Как бы там ни было, а толчок был дан! Тяготение к морю, знакомая всем любовь к неизведанному с новой силой овладели нами, мешали взять себя в руки, томили невыразимо. Бретань, где некоторые из нас рисовали летом, Бриньо, Понт-Авен представлялись нам землей обетованной. Асселен, Вайан, Мак-Орлан привезли оттуда такие яркие впечатления, что мы стали просто бредить Бретанью, клясться ею; закупали модели судов, наряжались в морские костюмы из грубого полотна, пристрастились к приключениям пиратов.
Один из нас, Жак Вайан, казавшийся самым решительным из всей банды, покинул в конце концов Монмартр, поселился в Бриньо у матушки Барон и жил вольной птицей, ровно ничего не делая. Он был веселый малый, любитель выпить, а еще больший любитель всяких приключений… Он покинул свой приют в Бриньо только в августе 1914 г., чтобы вступить в действующую армию и уйти из пределов Франции. С войны он вернулся в чине младшего лейтенанта и с запасом замечательных наблюдений.

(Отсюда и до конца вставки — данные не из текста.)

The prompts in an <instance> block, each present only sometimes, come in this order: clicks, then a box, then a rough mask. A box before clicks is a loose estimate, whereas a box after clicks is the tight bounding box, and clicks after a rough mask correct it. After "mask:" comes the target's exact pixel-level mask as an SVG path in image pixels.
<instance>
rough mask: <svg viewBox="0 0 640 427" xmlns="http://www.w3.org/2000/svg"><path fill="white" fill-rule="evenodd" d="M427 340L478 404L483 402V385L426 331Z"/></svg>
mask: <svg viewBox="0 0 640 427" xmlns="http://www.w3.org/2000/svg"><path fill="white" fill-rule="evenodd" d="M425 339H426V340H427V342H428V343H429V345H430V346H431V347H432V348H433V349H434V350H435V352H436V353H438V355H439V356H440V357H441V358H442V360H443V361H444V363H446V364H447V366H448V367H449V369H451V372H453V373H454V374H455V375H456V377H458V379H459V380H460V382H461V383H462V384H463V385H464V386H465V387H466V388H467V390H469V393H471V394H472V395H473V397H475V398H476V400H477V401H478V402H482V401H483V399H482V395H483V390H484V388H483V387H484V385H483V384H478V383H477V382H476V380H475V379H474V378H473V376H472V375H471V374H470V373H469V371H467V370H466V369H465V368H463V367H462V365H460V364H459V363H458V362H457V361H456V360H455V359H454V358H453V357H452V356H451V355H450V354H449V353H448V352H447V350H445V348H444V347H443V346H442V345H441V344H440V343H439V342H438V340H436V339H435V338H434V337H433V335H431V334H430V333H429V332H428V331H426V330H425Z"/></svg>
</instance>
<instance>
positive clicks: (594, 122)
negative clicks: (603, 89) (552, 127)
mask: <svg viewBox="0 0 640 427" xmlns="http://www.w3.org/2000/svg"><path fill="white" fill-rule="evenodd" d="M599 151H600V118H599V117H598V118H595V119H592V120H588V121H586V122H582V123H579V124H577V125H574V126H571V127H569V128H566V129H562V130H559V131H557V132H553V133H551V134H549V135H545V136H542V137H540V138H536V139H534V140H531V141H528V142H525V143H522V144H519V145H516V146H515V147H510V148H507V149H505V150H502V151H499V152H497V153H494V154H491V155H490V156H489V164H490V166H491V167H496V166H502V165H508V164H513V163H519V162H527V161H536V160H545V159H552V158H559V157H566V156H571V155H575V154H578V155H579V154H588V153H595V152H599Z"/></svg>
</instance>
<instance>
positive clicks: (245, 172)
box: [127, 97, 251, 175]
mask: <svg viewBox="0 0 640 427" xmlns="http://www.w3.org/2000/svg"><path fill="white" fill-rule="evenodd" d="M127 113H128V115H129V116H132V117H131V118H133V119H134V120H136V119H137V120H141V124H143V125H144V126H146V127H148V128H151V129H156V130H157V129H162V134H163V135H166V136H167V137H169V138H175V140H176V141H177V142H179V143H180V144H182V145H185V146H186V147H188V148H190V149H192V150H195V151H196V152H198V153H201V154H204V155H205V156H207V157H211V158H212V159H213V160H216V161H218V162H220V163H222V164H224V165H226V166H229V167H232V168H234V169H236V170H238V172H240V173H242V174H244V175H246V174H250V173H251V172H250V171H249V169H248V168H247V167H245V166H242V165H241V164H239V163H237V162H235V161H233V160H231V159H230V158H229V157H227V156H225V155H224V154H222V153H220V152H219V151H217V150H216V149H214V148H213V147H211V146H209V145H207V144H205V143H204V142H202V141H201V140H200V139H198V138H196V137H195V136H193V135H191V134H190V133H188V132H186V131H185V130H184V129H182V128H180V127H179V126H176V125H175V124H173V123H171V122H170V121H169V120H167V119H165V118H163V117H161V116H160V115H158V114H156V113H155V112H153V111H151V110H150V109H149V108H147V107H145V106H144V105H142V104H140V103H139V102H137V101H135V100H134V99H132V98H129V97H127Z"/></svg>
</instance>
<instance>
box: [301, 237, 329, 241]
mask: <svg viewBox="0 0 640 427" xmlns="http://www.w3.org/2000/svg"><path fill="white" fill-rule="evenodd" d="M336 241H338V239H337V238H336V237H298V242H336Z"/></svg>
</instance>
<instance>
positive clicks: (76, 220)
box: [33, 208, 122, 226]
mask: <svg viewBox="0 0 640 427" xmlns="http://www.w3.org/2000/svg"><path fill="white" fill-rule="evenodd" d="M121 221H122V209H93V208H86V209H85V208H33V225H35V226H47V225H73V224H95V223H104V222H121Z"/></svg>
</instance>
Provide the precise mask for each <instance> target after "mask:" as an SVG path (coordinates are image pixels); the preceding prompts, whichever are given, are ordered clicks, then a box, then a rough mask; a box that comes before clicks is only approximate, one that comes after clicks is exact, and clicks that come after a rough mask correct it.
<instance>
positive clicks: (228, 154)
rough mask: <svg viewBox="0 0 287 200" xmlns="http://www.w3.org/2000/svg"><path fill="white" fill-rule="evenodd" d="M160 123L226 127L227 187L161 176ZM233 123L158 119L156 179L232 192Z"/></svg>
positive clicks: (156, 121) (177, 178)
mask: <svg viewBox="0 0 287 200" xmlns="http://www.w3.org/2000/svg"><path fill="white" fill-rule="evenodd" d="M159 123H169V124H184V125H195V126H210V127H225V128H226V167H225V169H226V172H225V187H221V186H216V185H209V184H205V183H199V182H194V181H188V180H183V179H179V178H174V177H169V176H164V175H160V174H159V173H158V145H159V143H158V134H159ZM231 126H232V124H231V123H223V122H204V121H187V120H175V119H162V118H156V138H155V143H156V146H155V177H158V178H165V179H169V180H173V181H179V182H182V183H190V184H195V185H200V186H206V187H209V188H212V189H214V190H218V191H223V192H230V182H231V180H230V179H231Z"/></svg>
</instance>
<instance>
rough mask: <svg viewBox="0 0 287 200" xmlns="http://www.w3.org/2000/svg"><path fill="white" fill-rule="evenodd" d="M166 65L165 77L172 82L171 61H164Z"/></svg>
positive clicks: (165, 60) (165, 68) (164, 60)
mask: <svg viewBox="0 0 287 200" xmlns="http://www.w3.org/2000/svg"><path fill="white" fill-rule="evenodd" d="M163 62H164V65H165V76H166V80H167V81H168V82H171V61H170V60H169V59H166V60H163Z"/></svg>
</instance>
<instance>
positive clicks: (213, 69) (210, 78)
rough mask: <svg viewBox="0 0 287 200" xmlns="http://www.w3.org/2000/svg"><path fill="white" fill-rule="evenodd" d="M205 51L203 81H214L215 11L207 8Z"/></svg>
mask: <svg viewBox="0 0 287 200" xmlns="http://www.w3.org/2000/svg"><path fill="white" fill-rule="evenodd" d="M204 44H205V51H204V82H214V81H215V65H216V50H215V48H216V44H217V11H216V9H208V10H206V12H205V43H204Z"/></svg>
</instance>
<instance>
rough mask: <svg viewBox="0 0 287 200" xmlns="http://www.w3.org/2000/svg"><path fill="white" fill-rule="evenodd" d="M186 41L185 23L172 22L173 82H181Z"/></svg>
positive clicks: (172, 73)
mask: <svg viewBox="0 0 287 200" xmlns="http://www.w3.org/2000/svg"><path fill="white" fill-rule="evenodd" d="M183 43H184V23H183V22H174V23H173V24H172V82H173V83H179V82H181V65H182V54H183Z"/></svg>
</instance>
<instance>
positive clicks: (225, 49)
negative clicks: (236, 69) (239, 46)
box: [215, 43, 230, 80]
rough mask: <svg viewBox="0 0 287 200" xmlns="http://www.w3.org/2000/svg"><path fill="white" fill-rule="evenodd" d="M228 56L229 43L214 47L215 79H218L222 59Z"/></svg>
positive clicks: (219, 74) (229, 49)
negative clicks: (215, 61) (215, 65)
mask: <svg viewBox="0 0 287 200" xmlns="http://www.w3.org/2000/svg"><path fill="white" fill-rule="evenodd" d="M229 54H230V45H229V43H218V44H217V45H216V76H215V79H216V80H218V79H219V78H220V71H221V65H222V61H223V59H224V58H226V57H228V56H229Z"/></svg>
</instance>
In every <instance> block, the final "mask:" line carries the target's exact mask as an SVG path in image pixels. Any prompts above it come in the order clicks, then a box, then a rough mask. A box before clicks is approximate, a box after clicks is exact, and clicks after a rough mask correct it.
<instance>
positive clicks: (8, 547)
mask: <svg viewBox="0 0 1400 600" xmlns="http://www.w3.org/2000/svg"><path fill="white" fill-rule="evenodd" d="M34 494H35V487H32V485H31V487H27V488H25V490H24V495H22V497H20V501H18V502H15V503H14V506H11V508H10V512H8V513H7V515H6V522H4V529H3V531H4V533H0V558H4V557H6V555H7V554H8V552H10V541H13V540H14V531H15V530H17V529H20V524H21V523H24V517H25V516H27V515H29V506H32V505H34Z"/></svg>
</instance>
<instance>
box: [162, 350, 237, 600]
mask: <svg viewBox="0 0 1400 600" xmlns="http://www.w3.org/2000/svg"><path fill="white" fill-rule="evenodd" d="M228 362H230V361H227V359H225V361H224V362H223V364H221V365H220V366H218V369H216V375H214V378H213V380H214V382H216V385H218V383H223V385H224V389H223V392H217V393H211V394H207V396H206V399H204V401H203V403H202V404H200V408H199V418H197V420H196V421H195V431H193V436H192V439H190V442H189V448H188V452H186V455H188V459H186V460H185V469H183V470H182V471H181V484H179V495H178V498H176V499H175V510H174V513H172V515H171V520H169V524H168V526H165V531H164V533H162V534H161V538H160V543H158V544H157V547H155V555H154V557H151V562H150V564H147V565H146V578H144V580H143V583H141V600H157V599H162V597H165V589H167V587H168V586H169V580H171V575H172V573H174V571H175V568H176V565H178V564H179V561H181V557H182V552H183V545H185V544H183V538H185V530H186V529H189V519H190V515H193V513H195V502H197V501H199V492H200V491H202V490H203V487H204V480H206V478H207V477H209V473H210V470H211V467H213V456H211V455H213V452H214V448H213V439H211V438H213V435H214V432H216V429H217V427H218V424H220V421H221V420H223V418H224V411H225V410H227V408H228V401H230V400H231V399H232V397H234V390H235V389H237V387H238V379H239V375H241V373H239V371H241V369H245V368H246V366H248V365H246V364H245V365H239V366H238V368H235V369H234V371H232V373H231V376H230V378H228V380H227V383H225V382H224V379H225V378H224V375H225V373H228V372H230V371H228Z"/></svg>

Я вспоминаю, как во время войны, очутившись в отпуску в Париже, мы встретились с ним на Монмартре. Мы пообедали вместе; новости, доходившие с фронта, были неутешительны. Вайан, которому их сообщил какой-то товарищ, торопливо ушел с видом печальным и озабоченным. Он пошел переодеться в военный мундир, потом затащил нас к себе в отель, где мы провели ночь за вином, в танцах, несмотря на военное положение и грохотавшие пушки. Утром Вайан просто, без всякой рисовки, пожал нам руки, взвалил свой багаж на проезжавший мимо таксомотор и, — хотя он имел право пробыть в Париже, вдали от передовых позиций, еще пять дней, — присоединился к своему полку, который был впоследствии весь истреблен. Уходя, он крикнул:
— Я вернусь!
Авантюра для людей этого типа — не пустое слово, и это обнаруживается именно в подобных обстоятельствах. Герои Пьера Мак-Орлана похожи на них; та же веселая манера, та же свободная уверенность и, — что бы там ни говорили, — человеческая искренность, всегда проступающая в их мужественной решительности. У Мак-Орлана есть энергия, которая не обманывает, есть черты в характере, объясняющие его произведения. Во времена тяжких невзгод и испытаний, во времена нужды, которую он скрывал от всех, он не вздыхал и не жаловался. Целую зиму, не говоря никому ни слова, он спал на груде журналов и газет, потому что в его каморке ничего больше не оставалось: мебель и все остальное были проданы. Так в голоде и холоде он мужественно прожил немало времени. Не есть ли это черта, заслуживающая упоминания? Я без церемонии рассказываю это для того, чтобы те, кто мало знает Пьера, не могли бы теперь, когда он живет в достатке в своей скромной квартире на улице Ранела, увидеть в нем буржуа.
В его квартире, среди книг, картин, музыкальных инструментов, гости, иногда сногсшибательные, встречаются с его старыми друзьями. В числе этих гостей имеется, например, солдат иностранного легиона, и, когда он открывает дверь, его присутствие среди мирной обстановки ученого сразу освещает все каким-то новым светом. Это похоже на откровение. За десертом Мак-Орлан заводит свой фонограф или, когда в нас просыпается общая нам старая любовь к гульбе и бражничеству со всеми их земными прелестями, он садится за аккордеон, и пальцы его, бегая по перламутровым клавишам, извлекают быстрый и плавный мотив «явайского» танца. Охотничий рожок, которым он некогда невыразимо раздражал соседей, больше не пускается в ход, когда Пьер в Париже. Кому хочется познакомиться с игрой Мак-Орлана на охотничьем рожке, тот должен сесть в поезд и отправиться в Сен-Сир-на-Морене.
Эта деревня, сонное оцепенение которой было нарушено со времени битвы на Марне, имеет для нас свою историю. Для завсегдатаев «Кролика» «Сен-Сир» стал синонимом оппозиции «любителей суши» против тяготения к Бретани и, вместе с тем, местом ежегодного съезда литераторов и художников, которым надоело тщетно искать корсаров в Бриньо и которые предпочитали либо отказаться раз навсегда от этих поисков, либо перенести их в другие места.